The news of a 70 cent per hour raise for workers earning minimum wage was the result of the clamoring of a fallacious argument that there are vast untold masses out there trying to support a family of six on $6.50 an hour. That argument has been made for decades and is totally dishonest. Take the photo above, for instance; it’s over two years old, but the McDonald’s on Main Avenue here in Bismarck was paying up to $8.00 per hour at a time when the minimum wage was in the six dollar range!

Take this quote from Job Service of ND employee Michael Ziesch, via KX News: “Most employers have already been paying above and well above min. wage esp. to retain qualified employees. Even in the job offers we see, that employers post with our agency, only about 6-percent of those offers, that include a wage, include a wage that is at or below minimum wage.”

So who makes up that six percent of North Dakota workers? According to Mr.
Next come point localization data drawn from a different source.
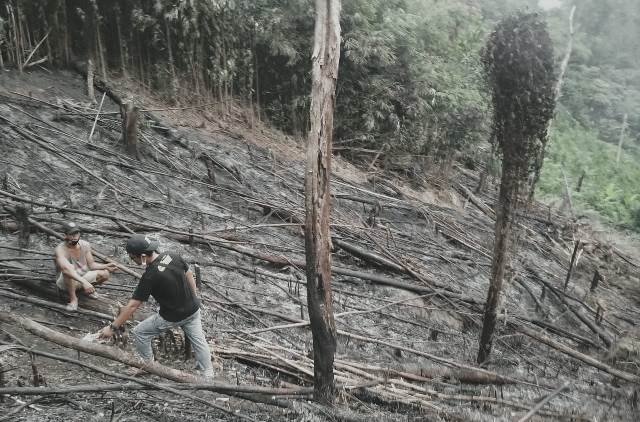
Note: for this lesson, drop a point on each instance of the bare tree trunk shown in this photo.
(173, 89)
(325, 60)
(621, 139)
(103, 64)
(67, 53)
(130, 128)
(504, 219)
(123, 54)
(567, 56)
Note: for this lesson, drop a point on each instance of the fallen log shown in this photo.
(142, 383)
(134, 386)
(57, 306)
(606, 339)
(366, 255)
(183, 236)
(96, 349)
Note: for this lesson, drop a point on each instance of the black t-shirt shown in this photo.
(165, 279)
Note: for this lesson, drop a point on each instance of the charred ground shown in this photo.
(411, 271)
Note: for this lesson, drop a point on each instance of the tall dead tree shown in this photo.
(518, 60)
(325, 60)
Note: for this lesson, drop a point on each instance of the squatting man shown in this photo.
(77, 268)
(168, 279)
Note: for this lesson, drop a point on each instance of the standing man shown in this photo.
(77, 268)
(168, 279)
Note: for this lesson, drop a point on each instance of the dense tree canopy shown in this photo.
(410, 77)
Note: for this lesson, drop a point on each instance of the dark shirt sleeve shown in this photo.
(182, 263)
(143, 290)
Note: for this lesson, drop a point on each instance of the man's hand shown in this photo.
(106, 332)
(88, 288)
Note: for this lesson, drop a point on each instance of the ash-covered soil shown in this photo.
(412, 258)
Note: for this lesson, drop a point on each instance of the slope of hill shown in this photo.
(411, 269)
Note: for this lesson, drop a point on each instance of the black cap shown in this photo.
(139, 244)
(70, 228)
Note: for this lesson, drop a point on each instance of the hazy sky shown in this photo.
(548, 4)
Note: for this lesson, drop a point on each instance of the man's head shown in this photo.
(140, 246)
(71, 233)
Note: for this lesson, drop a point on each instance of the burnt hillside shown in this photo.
(412, 256)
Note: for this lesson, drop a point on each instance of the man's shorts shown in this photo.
(90, 276)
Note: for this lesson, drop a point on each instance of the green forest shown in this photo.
(410, 78)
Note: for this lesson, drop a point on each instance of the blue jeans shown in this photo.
(192, 327)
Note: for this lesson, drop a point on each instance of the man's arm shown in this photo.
(125, 314)
(191, 281)
(68, 269)
(93, 265)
Ziesch: “…most of the minimum wage jobs are held by the very youngest employees in the work force and some of the older employes in the work force.”
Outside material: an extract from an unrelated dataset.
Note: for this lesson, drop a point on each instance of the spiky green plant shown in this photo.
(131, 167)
So, congratulations…those of you who are trying to support a family of six just got an effective 70 cent per hour pay cut, as the wage floor has been brought up. All in the spirit of making liberals somewhere feel good. Here’s why this is such a sad, sick joke (as are most liberal policies):

Suppose you are some poor guy who’s working a minimum wage job — maybe even two — to support a small family. You’ve got age and a little experience on your side, making you a more dependable and responsible employee than some teenage kid working his first job. It’s allowed you to work your way from $6.50/hr starting to $7.25/hr due to a series of incentive raises that you’ve earned for being a good employee. You’re not exactly “movin’ on up like George and Weezy,” but you’re advancing.
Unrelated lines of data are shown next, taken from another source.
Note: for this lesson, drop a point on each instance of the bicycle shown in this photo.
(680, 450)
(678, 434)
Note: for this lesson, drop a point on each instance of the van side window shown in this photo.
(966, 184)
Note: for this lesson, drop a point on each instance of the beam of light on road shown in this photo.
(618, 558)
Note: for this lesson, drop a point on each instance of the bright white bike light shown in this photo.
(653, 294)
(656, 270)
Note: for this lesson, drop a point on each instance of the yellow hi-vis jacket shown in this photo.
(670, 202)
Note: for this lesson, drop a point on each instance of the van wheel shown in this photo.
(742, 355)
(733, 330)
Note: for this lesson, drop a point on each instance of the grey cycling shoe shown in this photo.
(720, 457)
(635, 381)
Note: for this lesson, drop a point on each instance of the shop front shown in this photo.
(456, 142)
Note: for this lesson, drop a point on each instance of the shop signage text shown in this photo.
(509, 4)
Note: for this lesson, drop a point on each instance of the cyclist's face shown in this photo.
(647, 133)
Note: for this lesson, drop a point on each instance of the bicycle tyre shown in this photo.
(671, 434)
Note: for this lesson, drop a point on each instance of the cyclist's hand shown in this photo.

Next comes the latest federal feel-good program, the minimum wage increase. Now everybody is making what you are…including the 16 year old that sauntered in yesterday to apply for a job. In the mean time, the price of goods and services that you purchase for your family is going to go up to absorb the increased labor costs of the store from which you buy them. Effectively, you just got a pay cut.

According to that Job Service fella, 94% of North Dakotans are included in the pay cut group. These are the people who are not making minimum wage, or at least they were not prior to the jump to $7.50/hour. What if you make $9 or $10 per hour? You now effectively make $8.25 or $9.25. You went backwards because the bottom wage just came closer to what you earn.

When I’ve tried to make the argument against the idea of huge numbers of North Dakota employees making minimum wage, I have heard the argument that many of them are making “just above minimum wage” and don’t figure into the statistic. Guess what? Those are the people hardest hurt! If they were making $7.50 an hour last week, well above the minimum wage, they just got reset to zero. The minimum wage just went up, not everybody’s wage. Maybe they were making $8.00 an hour, not bad for entry level work. Now they’re barely above the minimum. For the 6% workers we’re told were “lifted up” by this increase, 94% of workers were brought down.

Let’s take a fictitious fast food restaurant, and call it BurgerBama. It pays most of its employees, high school kids who will likely leave after graduation, a minimum wage of $6.50/hour. Suddenly Congress, in its infinite wisdom, passes a law telling BurgerBama that it must pay its employees at least $7.50/hour. The cost per employee just went up by over a dollar an hour! How, you say? FICA and other taxes paid by the employer are based on the employee’s earnings, which just went up by 15%. By the time you factor in all the costs of having employees above and beyond their salaries, you’re looking at a potential 20% increase in the cost of having minimum wage employees.

Now, if your business doesn’t employ minimum wage earners, or at least many of them, you won’t feel this as seriously as others. In the case of retail or fast food work, however, the majority of the business’ labor base will be affected. That means the cost of those hopey-changey BurgerBama cheeseburgers has to go up by 20% just for their profit margin to remain equal! Thus the cost of goods and services will be increasing to absorb this humanitarian liberal hike in the minimum wage. That means that the increase never really had much effect; the people getting the 15% raise will be paying 15-20% more for the goods and services they need to buy with those wages.

This is how supposedly “compassion-driven” legislation works, folks. While I’m sure plenty of politicians are out there patting themselves on the back for “helping the little guy,” the vast majority of workers (especially in North Dakota) just got punched in the wallet. The question is: how many actually know it?